Of course, the secret book also documents features that aren't released yet (wagon is what bit me). Perhaps that's why it's secret.

So now I'm using a "stable" product (incorporating several unreleased and poorly documented snapshots) and what happens? New releases of a number of modules come out and everything breaks! Have I specified a release where I shouldn't have? Have I NOT specified a release where I SHOULD have? Based on the limited traffic of the problem on the user's list, I can only conclude that most people that use Maven are building the plugins/modules and that very few people actually use it to build applications.

THE DESIGN PROBLEMS
But my real beef comes to design decisions that I think needs some serious consideration.

            MAVEN HIDES TOO MUCH.

It really is nice advertising to say "Look! This 12 line pom.xml builds this huge project". But that's only if you happen to want to do EXACTLY that ONE thing (which seems to be: build a Maven plugin). The real world is more complicated. And as soon as I want to get more complicated, Maven obliges me by getting WAY more complicated. Most of this complication is due to, I believe, hiding too much from me.

Why is it that I'm expected, as a developer, to be able to download and compile snapshots of plugins that aren't released yet (the jnlp plugin), but I'm not expected to understand a FULL LIFE CYCLE build file?

You have this wonderful archetype mechanism, why don't you use it to make a pom.xml that actually includes information for everything it does? This would be self-documenting to developers. Isn't the target audience developers?

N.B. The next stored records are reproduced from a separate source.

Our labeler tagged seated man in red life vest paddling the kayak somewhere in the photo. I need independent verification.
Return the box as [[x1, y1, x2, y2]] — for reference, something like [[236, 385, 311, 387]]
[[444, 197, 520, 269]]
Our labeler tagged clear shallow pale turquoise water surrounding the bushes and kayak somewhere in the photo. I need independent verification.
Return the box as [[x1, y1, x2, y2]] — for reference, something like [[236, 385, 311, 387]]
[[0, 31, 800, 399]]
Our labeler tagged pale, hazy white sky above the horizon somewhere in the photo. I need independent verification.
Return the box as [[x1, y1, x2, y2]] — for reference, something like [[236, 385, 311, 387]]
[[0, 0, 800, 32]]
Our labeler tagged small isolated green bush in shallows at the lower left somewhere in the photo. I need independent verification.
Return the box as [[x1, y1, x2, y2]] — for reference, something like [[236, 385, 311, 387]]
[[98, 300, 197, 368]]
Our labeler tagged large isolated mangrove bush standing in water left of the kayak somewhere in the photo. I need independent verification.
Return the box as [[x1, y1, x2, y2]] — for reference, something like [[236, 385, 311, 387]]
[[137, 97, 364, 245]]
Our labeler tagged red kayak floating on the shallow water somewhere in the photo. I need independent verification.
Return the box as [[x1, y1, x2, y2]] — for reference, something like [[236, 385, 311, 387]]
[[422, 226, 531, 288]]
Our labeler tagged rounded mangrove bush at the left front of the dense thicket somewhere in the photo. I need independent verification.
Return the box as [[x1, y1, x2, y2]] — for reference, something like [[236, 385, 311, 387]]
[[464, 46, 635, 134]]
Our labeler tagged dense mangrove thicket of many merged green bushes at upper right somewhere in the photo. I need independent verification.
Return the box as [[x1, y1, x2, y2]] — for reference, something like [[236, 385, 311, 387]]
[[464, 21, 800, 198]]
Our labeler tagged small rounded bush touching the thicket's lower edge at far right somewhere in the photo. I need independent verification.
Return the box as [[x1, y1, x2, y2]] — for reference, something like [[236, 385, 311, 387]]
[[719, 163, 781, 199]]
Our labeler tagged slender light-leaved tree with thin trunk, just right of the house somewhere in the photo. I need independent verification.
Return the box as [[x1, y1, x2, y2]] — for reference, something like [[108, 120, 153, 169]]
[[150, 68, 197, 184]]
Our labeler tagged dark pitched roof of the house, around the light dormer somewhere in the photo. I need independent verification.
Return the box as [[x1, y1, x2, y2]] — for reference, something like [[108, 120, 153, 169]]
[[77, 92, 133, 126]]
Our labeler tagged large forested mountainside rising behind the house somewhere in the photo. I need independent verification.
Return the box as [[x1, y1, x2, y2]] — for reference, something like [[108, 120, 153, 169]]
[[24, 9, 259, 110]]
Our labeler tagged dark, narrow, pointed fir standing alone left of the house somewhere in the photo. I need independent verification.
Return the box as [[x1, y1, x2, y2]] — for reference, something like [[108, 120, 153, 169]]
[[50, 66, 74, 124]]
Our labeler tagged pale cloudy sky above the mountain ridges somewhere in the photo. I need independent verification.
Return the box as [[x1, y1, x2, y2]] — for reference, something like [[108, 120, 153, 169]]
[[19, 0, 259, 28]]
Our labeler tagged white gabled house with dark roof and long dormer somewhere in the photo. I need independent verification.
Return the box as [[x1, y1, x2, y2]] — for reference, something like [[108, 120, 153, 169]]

I believe Maven is hiding the actual build structure, and that that is a bad thing.

I have used a number of open source projects where the configuration file is used to document the product! It is MUCH more enlightening to see a comment with a commented-out section than, well, nothing.

An example: I use Java 1.5. The Maven default is 1.4. Can I simply search for "1.4" in the pom.xml and change it to "1.5". Nooooo. I have to research which plugin actually sets this value, how it sets this value, and add 9 lines to my pom.xml (assuming I did not yet have any plugins configuration).

THE CENTRAL REPOSITORY PROBLEM
I think the second major design problem is the central repository. As evidenced by the hardware failure at codehaus.org, this is a single-point-of-failure that is simply unacceptable in real world build situations.

Not only does it represent a single-point-of-failure, it's not frozen. I could never see my company using Maven unless we set up our own version of the repository, and probably only if we used it exclusively, since we require complete build reproducibility. Relying on an external organization to not make "secret" updates (as has been recently discussed) is simply unacceptable. I haven't tried to set up a "central" repository, but from scanning messages on the user's list, it sounds somewhat less than well defined.

Personally (for open-source projects), I can probably use it, but there is going to be a nagging suspicion when something breaks.

So, for small users it represents a roadblock when the repository is unavailable, and for large users it represents a reproducibility problem.

CONCLUSION:
I think Maven is just "not ready for prime time". I really want to like it. I think there are some great ideas, and clearly some really smart people working on it.

I hope this rant can be taken constructively. I want projects like this to succeed, I really do.

And, please, I understand I'm one person. This is MY view of attempting to use Maven to build MY projects. Perhaps I'm just not the target audience. Perhaps I'm just out in left field. Perhaps I've just missed the point completely.